Tips and Tricks for Targeting Trophy Tautog

By New England Boating.

If you wanted to create the perfect blackfish habitat, you’d start with a mussel-encrusted rock bottom, pepper it with a generous number of wrecks and large boulders then harden some of the shoreline with jetties, sea walls, docks and bulkheads. Next, add an abundance of crabs, including green, calico, hermit, fiddler and Asian, and mix in a shallow gravel bottom, sloping points and deeper water just a short run from port. What I’ve just described is Long Island Sound, as well as the recipe for some of the best blackfish action on the East Coast.

Indeed, each fall the Sound hosts a blackfish fishery that draws anglers from all over the Northeast (there is a spring run, too, but it’s so tightly restricted that few anglers bother to fish it). From shallow jigging action inside the harbors and along shore to deep-water wreck fishing in currents that can require 6 to 12 ounces of weight to hold bottom, this 110-mile stretch of tautog Nirvana has it all.

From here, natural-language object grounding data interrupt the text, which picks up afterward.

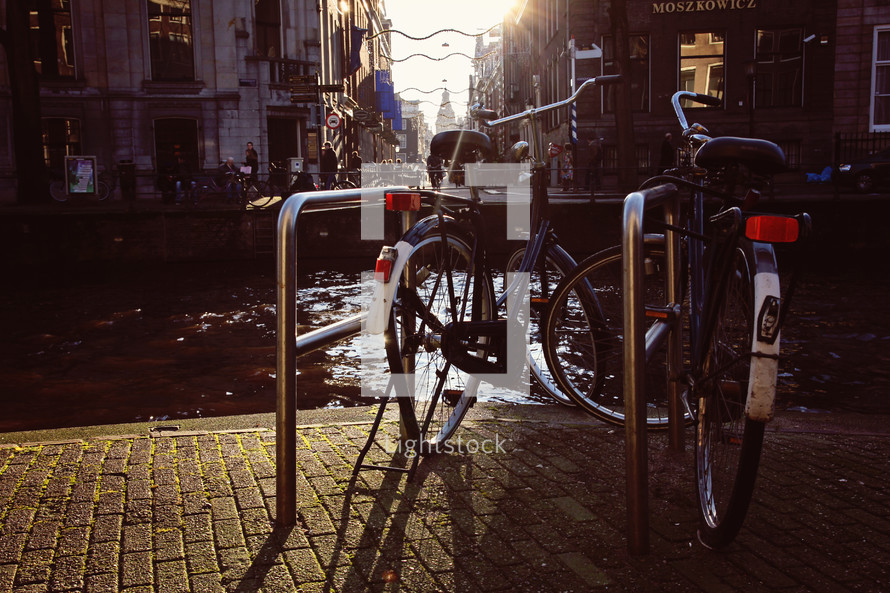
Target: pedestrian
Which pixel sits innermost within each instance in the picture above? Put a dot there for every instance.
(355, 167)
(567, 171)
(252, 160)
(227, 177)
(666, 160)
(594, 164)
(329, 164)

“Whether you call them blackfish or ‘tog,” says Capt. Bob Wadsworth of the Sunbeam Fleet, which sails out of Waterford, Connecticut, “they taste great, fight hard and grow big in these waters.”

Wadsworth should know. It was aboard his boat two years ago that angler Tim Nguyen landed the Connecticut state record blackfish: a 26.6-pound, 34-inch brute taken near Two Tree Island in Niantic Bay on the first day of the state’s fall blackfish season. That behemoth ate a green crab in just 15 feet of water.

“Here on the eastern end of Long Island Sound, we generally fish in strong currents and often in deep water, so we favor single-hook bottom rigs with green crabs for bait. I try to keep it as simple as possible on my boat, especially with anglers who are new to blackfishing. The less specialized gear, bells and whistles, the more fish you are likely to catch.”